Prolog
Kenneth Steall terjaga begitu saja malam itu. Atau lebih tepatnya pagi itu. Kamarnya yang kecil, gelap dan penuh sesak oleh benda-benda favoritnya. Ia melirik jam weker menyala-dalam-gelap yang tergeletak di atas meja kecil samping tempat tidurnya. Jam dua pagi. Memaki dalam hati, ia keluar dari kamarnya, menuju lorong gelap dan sempit yang menghubungkan antara ruang tamu dan dapur.
Ia masuk ke dapur, untuk mengambil air minum. Terhenti sejenak melihat ayahnya duduk di hadapan dua botol kosong dengan label lusuh bermerk bir murahan. Ia dapat mendengar ayahnya menggumamkan sesuatu dalam tidurnya. Ken Cuma menggeleng dan meraih cangkir hijau favoritnya dan mengisinya penuh-penuh dengan air dari dalam kulkas butut di sudut dapur.

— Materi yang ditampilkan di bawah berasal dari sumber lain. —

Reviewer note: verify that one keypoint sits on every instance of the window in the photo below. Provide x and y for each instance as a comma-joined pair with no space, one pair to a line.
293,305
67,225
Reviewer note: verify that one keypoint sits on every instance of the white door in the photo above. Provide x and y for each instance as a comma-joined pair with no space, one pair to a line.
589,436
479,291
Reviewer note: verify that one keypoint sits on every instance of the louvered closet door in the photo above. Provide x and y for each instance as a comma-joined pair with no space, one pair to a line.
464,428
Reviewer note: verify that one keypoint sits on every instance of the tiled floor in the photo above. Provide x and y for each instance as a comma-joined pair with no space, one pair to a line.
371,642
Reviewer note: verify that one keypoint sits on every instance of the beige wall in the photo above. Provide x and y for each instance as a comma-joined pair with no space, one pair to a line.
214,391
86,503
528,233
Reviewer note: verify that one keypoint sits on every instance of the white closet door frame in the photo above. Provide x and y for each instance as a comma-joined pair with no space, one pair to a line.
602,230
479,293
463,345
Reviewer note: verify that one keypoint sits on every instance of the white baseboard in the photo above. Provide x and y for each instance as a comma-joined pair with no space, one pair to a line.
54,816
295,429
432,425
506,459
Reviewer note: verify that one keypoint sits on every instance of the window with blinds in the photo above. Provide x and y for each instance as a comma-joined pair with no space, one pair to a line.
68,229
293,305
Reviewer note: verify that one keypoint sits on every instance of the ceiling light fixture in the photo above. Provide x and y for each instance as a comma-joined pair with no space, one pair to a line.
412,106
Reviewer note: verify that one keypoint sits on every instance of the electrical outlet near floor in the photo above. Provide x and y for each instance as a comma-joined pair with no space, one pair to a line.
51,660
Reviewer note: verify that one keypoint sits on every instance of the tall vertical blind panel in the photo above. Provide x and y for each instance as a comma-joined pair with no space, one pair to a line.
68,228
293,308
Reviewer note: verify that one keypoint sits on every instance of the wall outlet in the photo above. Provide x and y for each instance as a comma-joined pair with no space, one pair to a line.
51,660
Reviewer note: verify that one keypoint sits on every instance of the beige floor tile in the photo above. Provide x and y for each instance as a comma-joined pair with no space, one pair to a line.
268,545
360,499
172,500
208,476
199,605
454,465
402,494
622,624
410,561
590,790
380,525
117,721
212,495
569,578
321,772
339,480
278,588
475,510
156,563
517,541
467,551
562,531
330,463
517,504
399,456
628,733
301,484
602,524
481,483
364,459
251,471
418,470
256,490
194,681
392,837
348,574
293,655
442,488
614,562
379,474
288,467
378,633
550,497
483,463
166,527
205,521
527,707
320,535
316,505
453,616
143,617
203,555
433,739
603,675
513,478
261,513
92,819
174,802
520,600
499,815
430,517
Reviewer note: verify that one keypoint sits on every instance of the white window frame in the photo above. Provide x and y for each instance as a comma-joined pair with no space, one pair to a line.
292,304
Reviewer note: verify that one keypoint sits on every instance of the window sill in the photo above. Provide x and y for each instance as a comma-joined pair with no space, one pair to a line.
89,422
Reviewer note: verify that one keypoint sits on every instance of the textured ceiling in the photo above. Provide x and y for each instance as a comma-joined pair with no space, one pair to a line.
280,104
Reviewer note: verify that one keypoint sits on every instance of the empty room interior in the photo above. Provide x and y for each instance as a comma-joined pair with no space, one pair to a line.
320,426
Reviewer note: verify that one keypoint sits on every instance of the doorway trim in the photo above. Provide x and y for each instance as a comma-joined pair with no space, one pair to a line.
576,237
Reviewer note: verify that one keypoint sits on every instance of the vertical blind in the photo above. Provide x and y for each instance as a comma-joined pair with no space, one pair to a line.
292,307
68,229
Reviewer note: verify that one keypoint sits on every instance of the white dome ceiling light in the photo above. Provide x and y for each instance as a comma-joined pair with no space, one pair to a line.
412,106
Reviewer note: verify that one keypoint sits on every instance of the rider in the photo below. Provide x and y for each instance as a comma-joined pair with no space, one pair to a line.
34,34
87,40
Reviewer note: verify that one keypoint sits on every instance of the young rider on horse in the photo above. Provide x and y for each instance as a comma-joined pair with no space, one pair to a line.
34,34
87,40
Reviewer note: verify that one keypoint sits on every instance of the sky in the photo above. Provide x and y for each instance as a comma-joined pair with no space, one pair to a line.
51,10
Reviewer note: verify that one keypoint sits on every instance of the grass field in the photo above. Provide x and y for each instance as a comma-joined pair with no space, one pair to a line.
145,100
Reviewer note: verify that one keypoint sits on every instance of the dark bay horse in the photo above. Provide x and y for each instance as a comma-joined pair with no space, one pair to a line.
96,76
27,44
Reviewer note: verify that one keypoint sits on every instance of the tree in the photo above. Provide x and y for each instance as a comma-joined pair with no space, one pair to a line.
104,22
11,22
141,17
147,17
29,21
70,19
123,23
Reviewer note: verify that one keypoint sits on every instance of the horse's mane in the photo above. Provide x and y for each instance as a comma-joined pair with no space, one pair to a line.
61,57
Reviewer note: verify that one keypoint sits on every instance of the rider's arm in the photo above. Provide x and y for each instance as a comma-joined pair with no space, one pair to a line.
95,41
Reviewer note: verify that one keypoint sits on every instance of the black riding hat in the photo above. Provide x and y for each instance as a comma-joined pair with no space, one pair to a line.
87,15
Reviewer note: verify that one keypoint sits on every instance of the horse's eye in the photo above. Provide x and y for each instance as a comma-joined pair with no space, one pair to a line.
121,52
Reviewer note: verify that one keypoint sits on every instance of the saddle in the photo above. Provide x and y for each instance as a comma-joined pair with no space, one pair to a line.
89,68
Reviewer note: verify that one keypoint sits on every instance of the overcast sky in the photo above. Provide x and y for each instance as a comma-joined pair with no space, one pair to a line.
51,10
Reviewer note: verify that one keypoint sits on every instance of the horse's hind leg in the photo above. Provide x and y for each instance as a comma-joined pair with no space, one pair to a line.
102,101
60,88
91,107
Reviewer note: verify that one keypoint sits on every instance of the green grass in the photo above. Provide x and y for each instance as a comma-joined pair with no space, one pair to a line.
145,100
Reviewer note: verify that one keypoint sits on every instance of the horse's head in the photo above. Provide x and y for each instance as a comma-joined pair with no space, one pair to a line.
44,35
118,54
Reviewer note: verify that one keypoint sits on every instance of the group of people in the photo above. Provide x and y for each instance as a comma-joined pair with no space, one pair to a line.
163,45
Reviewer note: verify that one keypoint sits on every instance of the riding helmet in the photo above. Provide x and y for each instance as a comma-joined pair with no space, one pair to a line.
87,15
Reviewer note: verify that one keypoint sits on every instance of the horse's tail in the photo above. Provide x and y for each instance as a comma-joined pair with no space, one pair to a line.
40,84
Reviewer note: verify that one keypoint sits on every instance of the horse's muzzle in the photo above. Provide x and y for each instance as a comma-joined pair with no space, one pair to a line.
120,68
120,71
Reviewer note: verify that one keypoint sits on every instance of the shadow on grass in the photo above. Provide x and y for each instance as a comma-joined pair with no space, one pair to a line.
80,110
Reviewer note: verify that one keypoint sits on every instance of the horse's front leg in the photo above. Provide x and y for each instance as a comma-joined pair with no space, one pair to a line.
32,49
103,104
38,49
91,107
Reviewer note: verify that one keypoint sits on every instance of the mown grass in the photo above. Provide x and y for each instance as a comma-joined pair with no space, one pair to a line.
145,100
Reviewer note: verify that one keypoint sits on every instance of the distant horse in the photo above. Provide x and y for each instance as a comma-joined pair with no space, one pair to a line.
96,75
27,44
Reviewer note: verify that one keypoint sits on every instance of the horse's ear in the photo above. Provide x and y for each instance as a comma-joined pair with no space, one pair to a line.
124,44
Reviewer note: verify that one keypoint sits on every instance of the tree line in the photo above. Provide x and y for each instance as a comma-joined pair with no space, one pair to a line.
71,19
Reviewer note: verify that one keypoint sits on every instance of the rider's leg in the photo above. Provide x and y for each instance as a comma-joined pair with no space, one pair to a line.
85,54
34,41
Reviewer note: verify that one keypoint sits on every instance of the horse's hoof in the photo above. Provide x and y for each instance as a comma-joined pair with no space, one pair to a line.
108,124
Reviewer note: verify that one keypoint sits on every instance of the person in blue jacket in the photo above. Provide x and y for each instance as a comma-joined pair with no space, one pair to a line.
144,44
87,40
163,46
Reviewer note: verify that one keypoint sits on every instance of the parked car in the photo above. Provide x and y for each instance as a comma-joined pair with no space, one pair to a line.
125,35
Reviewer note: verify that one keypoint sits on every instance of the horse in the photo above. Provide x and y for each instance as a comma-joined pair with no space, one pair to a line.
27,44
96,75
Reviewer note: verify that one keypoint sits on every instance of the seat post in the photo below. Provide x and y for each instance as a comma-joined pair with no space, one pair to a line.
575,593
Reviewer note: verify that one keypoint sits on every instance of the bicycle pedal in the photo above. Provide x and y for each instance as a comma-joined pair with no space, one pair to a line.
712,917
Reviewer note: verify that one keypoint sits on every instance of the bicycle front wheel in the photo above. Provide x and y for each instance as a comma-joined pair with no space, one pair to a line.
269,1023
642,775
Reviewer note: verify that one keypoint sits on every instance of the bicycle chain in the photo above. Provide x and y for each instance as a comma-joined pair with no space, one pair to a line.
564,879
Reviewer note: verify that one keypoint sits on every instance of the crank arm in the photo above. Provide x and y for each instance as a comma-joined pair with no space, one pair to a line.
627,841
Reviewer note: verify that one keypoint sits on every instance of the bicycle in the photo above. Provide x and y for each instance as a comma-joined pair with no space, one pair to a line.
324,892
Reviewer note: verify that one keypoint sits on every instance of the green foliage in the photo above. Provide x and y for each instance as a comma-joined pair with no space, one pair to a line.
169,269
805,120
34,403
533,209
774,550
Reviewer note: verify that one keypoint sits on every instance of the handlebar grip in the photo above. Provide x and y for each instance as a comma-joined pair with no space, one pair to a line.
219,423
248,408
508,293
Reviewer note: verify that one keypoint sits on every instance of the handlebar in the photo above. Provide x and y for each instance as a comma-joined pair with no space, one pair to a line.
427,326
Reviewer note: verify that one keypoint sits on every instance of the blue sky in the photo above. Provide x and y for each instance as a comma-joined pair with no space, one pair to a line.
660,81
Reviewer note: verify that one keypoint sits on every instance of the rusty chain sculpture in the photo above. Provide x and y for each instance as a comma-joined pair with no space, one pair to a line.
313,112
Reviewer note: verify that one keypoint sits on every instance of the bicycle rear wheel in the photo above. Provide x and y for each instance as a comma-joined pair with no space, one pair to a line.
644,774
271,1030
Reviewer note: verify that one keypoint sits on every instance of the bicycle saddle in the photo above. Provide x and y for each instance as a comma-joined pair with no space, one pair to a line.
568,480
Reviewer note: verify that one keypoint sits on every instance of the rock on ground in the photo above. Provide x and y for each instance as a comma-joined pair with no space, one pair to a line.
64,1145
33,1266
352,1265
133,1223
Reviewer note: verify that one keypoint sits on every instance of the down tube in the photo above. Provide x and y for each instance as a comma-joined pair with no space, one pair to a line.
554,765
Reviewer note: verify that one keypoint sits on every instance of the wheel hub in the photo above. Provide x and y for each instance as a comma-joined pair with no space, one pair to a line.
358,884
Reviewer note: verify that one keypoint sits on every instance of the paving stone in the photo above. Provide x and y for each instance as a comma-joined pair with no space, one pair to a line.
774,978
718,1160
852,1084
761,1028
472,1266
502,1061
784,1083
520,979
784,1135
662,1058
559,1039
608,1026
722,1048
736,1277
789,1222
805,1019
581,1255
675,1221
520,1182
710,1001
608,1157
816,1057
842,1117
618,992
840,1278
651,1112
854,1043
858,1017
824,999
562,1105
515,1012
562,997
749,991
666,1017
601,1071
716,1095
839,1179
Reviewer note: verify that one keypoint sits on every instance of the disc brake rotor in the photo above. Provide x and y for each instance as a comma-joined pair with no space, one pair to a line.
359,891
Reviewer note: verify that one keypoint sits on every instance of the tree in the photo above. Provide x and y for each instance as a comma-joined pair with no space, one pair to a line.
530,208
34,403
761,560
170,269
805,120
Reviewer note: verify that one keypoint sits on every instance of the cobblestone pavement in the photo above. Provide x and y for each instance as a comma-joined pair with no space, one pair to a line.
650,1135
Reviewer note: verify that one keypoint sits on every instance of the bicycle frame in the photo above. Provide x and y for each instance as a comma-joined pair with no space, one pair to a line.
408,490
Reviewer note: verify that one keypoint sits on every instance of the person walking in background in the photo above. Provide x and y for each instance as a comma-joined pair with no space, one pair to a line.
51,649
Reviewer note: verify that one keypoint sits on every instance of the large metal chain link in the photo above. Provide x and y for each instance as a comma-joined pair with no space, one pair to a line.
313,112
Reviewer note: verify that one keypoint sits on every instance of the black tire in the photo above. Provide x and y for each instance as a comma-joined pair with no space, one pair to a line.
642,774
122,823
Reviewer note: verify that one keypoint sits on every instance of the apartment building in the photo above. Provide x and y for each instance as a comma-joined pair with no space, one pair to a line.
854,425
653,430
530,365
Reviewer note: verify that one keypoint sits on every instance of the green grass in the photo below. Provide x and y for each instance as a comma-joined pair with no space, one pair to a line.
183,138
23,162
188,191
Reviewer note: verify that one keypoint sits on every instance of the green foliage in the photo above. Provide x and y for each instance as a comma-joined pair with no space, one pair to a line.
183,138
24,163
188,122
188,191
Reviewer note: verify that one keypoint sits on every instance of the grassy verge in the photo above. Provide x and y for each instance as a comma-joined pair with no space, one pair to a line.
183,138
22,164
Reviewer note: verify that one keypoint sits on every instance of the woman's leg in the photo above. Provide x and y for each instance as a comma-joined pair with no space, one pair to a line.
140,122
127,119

Ken berjalan menuju pintu lain di ujung lorong. Membukanya pelan. Kamar itu tidak terlalu sesak. Sebuah tempat tidur kecil berada di salah satu sudut ruangan. Di sana, seorang gadis berusia enam tahun tertidur nyenyak dengan sebuah boneka teddy bear coklat di sebelahnya. Gadis itu bernama Angel. Ken menatapnya lebih dekat lagi, mengamati rambut pirang lusuh panjang dan lurusnya yang halus. Tersenyum sejenak, Ken beranjak keluar dari kamar itu.
Ken kembali masuk ke kamarnya, meletakkan cangkirnya di atas meja belajarnya yang berantakan. Ia duduk sejenak di atas tempat tidur, menyadari dirinya sudah terlanjur bangun dan tidak bisa tidur lagi. Beberapa saat ia tidak tahu apa yang harus dilakukan. Akhirnya ia ingat tugas proyek biologi-nya yang masih terlantar di pojok ruangan. Ken merogoh-rogoh tas ranselnya dan mengeluarkan pena dan buku catatan kecil, kemudian menarik keluar laptop-nya, satu-satunya benda mahal yang ada di kamar itu. Atau mungkin di seluruh rumah. Atau bahkan benda paling mahal yang pernah dimiliki Ken seumur hidup.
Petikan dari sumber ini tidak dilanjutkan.